Da trat Maria Manzoni an den Tisch.

»Guten Abend und willkommen, Herr Moser. Möchten Sie noch gerne das komplette Abendmenu essen?« Samuel winkte ab.

»Nein, nein, ich beginne mit dem Hauptgang. Und bringen Sie mir einen Dreier Merlot.« Samuel hatte plötzlich realisiert, wie hungrig er nach der langen Sitzung geworden war, und ass seinen Teller viel zu hastig leer. Gleich darauf erschien Maria schon mit dem Nachtisch. Die anderen hatten ihr Dessert schon beendet und diskutierten in Zweier- oder Dreiergrüppchen miteinander. Samuel wartete ab, bis die Gespräche am Tisch für einen Moment erloschen waren, und warf dann trocken in die Runde: »Und, habe ich recht, wenn ich ahne, dass in der Familie noch kein Verhandlungsergebnis erzielt wurde?«

Eine bedrückende Stille entstand am Tisch. Samuels Schwestern, Susanna und Barbara, hielten sich eine Hand vor den Mund und warfen sich ängstliche Blicke zu, während Bruder Matthias nur finster vor sich hin starrte. Auch die Eingeheirateten der Familie, Michael, Linda und Bruno, wagten nichts zu sagen. Samuel blickte der Reihe nach alle in der Runde an.
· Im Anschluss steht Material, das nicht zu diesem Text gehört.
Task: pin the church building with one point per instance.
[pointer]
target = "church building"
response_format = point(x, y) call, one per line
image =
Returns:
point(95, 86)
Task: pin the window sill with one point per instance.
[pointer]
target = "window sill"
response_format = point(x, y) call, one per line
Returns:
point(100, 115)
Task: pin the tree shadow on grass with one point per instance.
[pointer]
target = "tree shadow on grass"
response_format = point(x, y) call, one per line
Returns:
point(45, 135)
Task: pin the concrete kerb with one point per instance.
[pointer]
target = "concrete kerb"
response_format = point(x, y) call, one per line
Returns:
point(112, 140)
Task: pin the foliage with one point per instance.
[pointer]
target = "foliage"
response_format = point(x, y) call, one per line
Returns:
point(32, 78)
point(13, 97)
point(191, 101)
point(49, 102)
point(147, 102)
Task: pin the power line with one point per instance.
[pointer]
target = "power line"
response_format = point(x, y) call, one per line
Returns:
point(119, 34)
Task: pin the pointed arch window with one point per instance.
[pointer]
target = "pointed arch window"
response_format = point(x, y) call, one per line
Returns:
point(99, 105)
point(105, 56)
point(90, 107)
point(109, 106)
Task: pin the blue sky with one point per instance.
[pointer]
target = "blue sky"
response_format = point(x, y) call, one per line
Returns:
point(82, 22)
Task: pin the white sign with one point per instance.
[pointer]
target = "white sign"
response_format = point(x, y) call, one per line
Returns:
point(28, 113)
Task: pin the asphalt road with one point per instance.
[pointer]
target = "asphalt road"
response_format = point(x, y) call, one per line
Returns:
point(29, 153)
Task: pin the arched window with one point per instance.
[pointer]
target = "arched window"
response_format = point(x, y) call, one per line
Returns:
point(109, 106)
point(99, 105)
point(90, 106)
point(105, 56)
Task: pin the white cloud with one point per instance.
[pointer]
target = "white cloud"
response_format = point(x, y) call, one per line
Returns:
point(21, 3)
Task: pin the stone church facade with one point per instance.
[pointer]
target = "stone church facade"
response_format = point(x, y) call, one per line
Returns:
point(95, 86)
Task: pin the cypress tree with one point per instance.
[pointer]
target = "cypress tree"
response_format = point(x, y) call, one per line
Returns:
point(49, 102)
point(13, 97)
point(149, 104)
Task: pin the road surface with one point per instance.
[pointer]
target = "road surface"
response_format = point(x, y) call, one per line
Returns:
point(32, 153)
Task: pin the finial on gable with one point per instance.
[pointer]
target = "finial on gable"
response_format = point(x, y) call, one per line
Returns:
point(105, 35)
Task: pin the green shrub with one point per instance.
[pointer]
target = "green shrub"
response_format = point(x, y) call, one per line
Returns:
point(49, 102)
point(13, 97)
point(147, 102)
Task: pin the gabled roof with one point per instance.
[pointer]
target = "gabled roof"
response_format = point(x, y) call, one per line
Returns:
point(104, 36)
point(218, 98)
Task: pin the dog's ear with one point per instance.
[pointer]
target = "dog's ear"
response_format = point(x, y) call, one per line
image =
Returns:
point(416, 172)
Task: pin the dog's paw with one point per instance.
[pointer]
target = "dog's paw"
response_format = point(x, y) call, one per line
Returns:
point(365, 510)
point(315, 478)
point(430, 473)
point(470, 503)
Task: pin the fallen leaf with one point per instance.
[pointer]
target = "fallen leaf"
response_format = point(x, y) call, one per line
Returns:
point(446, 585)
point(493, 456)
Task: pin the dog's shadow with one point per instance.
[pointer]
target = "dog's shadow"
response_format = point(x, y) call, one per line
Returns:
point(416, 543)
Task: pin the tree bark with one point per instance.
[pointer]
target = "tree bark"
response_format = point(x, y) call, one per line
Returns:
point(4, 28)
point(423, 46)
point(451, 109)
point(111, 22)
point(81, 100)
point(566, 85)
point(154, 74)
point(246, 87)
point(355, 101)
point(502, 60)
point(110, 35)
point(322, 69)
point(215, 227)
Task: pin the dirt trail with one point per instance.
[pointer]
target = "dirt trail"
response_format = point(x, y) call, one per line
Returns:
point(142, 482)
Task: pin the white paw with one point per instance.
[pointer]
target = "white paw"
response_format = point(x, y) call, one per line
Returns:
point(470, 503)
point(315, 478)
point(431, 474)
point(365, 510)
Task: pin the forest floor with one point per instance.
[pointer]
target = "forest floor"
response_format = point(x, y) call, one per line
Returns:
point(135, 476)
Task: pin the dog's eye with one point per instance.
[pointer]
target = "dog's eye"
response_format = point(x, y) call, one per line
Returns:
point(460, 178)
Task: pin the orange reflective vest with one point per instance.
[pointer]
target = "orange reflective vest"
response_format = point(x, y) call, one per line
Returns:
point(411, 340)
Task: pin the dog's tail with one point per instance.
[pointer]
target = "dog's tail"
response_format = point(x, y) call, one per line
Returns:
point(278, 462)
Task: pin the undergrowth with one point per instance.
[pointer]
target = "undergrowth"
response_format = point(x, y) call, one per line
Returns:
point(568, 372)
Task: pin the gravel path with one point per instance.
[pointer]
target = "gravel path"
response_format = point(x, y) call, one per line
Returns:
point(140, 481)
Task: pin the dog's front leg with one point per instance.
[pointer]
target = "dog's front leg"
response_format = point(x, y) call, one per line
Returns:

»Na, wohl alle aufs Maul gefallen, ihr Feiglinge?« Weitere Sekunden verstrichen. Plötzlich stiess die sechzehnjährige Elena Moser einen Schrei aus, erhob sich so ruckartig, dass ihr Stuhl nach hinten umkippte, und rannte schluchzend aus dem Saal hinaus. Vetter Luca und Mutter Linda eilten ihr sofort nach. Das war nun das erlösende Zeichen zum Aufbruch. Es dauerte keine Minute, und Samuel Moser war allein am Tisch zurückgeblieben. Er machte sich nicht daraus, bestellte sich einen Cognac und trank ihn in aller Ruhe genüsslich aus. Eine tolle Familie haben wir da, überlegte er grimmig vor sich hin, ein richtig explosives Gemisch! Zum Glück müssen das unsere Eltern nicht mehr erleben!